A season that will be remembered
Hapoel's change of direction back to the top of Israeli basketball took place in the 22/23 season. General manager Guy Harel, who held the position for about a decade, left the club just after he signed coach Aleksandar Dzikic. The Serbian coach put together a squad with many question marks—not flashy players, but those who formed an almost unstoppable team.

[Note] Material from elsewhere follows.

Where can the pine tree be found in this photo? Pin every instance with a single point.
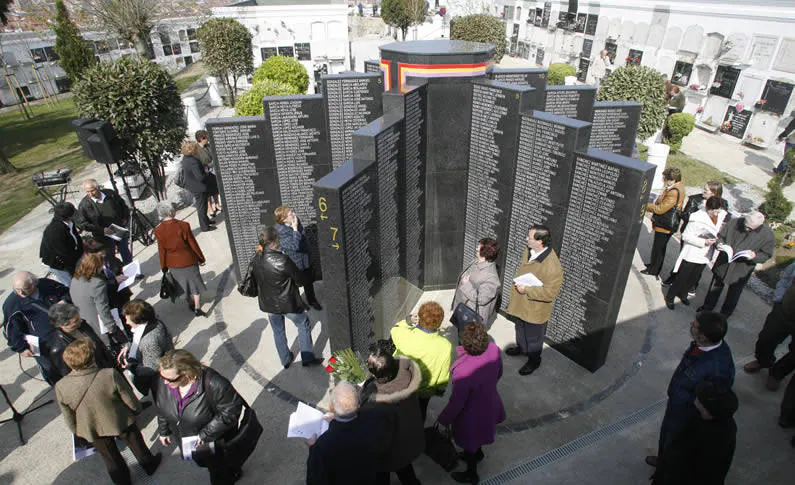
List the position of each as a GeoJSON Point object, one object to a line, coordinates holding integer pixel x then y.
{"type": "Point", "coordinates": [70, 46]}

Little by little, the question marks were replaced by exclamation marks. Hapoel became one of the best defensive teams ever seen in the league, won the state cup, and reached the Champions League final for the first time in its history. Dzikic was named the coach of the season, Zach Hankins the MVP, and Or Cornelius the defensive player of the season. The all-time arena crowd record (11,600) was broken with Hapoel's biggest victory in Europe, 91:51 over AEK Athens in the quarterfinals of the Champions League. About 5,000 Reds accompanied the team to the Final Four in Malaga, where the team was only stopped in the final by the German Telekom Bonn.
The season ended on a sour note with Hapoel Tel Aviv's elimination in the semi-finals of the playoffs, but the 22–23 season will forever be remembered as one of the best in the club's history.